As novas tabelas de preços, que estiveram a ser negociadas largos meses com os hospitais privados, estavam inicialmente previstas para o final do primeiro trimestre de 2021, tendo depois sido adiadas para junho, depois julho e agora setembro.

Segundo explicou a ministra, a principal razão para o novo adiamento "prende-se não com o conteúdo das tabelas, mas com a necessidade de adaptação dos 'softwares' quer da própria ADSE quer sobretudo dos prestadores".

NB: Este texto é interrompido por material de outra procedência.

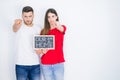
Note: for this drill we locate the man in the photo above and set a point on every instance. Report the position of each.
(27, 61)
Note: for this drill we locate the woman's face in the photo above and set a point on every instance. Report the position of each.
(52, 18)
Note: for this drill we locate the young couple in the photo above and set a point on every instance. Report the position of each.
(28, 65)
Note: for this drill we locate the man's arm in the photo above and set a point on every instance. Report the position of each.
(17, 25)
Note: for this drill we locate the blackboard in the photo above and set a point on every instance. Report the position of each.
(43, 41)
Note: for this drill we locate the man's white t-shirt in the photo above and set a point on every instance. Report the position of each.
(25, 54)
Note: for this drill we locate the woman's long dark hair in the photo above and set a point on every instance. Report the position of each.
(46, 28)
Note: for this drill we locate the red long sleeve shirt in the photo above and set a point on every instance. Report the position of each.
(56, 55)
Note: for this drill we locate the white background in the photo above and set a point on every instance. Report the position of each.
(92, 40)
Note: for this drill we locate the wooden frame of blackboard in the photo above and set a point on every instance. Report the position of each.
(44, 42)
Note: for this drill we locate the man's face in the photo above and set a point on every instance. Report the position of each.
(28, 17)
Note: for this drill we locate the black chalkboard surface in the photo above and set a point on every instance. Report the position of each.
(43, 41)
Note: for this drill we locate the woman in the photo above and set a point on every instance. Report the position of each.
(52, 61)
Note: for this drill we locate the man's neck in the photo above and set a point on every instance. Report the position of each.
(29, 25)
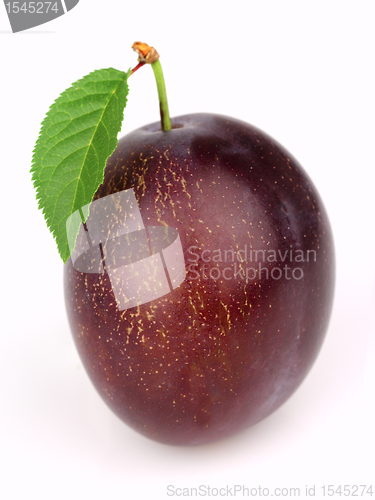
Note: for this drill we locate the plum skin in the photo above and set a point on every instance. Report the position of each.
(215, 355)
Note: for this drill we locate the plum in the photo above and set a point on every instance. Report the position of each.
(236, 337)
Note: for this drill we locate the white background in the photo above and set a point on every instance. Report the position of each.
(304, 73)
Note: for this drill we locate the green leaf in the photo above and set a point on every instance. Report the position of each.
(77, 136)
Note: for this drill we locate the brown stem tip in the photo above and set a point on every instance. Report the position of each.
(146, 54)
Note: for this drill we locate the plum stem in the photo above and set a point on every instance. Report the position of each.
(148, 55)
(163, 102)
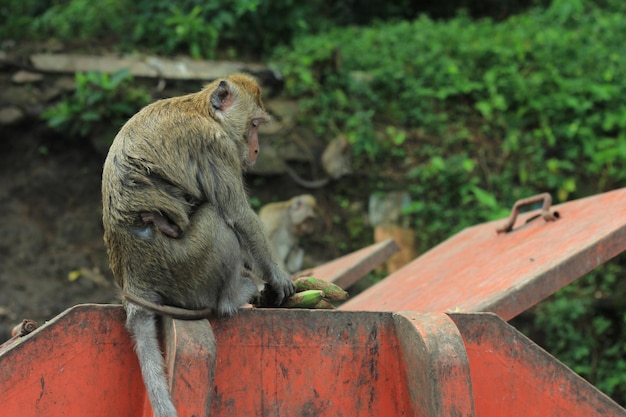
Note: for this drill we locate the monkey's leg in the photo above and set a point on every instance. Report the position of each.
(143, 327)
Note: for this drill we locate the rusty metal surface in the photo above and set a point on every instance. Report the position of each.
(348, 269)
(277, 362)
(481, 270)
(513, 376)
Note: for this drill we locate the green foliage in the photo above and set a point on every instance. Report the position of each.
(581, 325)
(200, 28)
(491, 112)
(99, 99)
(81, 19)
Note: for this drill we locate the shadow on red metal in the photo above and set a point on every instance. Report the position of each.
(295, 363)
(481, 270)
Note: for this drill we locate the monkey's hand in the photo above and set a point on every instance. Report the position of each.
(279, 287)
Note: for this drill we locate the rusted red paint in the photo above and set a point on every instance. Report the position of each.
(481, 270)
(437, 368)
(81, 363)
(276, 362)
(191, 354)
(308, 363)
(348, 269)
(512, 376)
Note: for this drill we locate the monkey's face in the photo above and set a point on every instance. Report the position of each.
(252, 139)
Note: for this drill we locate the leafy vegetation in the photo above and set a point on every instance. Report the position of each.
(468, 115)
(479, 114)
(99, 99)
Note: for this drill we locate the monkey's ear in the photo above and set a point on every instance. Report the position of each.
(222, 96)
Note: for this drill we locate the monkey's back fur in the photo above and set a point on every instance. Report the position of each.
(154, 165)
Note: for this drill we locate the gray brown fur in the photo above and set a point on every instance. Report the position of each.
(178, 165)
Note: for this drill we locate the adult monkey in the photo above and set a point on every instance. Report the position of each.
(177, 224)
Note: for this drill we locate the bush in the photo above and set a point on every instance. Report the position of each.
(100, 99)
(480, 114)
(523, 103)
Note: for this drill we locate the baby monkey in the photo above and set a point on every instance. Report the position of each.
(177, 224)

"A pressa aqui pode ser inimiga da qualidade"

"São milhares de códigos, seja de códigos de intervenção, códigos de dispositivos médicos, códigos de medicamentos e portanto isto exige uma adaptação tecnológica", reforçou Alexandra Leitão, salientando que este é "um processo difícil, muito complexo do ponto de vista técnico".

"A pressa aqui pode ser inimiga da qualidade e portanto os próprios prestadores suscitaram essa solicitação", acrescentou.

O processo de revisão englobou 18 tabelas de regras e preços do regime convencionado, que integram a Tabela do Regime Convencionado da ADSE.

Atualmente os beneficiários da ADSE pagam por uma consulta 3,99 euros e com as novas tabelas vão passar a pagar cinco euros.

Já sobre o alargamento da ADSE aos trabalhadores com contratos individuais na administração pública, a ministra destacou que há uma "enorme adesão" que tem como "efeito positivo a redução do nível etário" do universo de beneficiários.

Segundo os dados do Ministério da Administração Pública, até 15 de junho o número de novos inscritos por via do alargamento da ADSE aos contratos individuais era de 91 970 beneficiários, dos quais 60 806 titulares e 31 164 familiares.

O decreto-lei que prevê o alargamento da ADSE aos trabalhadores com contrato individual das entidades públicas entrou em vigor no dia 9 de janeiro, tendo as inscrições arrancado em 18 de janeiro.

Segundo o Governo, o universo potencial de novos beneficiários titulares é de cerca de 100 mil trabalhadores, dos quais 60 mil do setor da saúde, a que acrescem cerca de 60 mil não titulares, ou seja, os cônjuges e descendentes dos titulares.

A medida terá um impacto anual de 67 milhões de euros nas receitas da ADSE, segundo o Governo, e a inscrição é facultativa, sendo automática para os novos contratados.

Os beneficiários da ADSE descontam 3,5% do seu salário ou pensão para beneficiarem deste subsistema de saúde.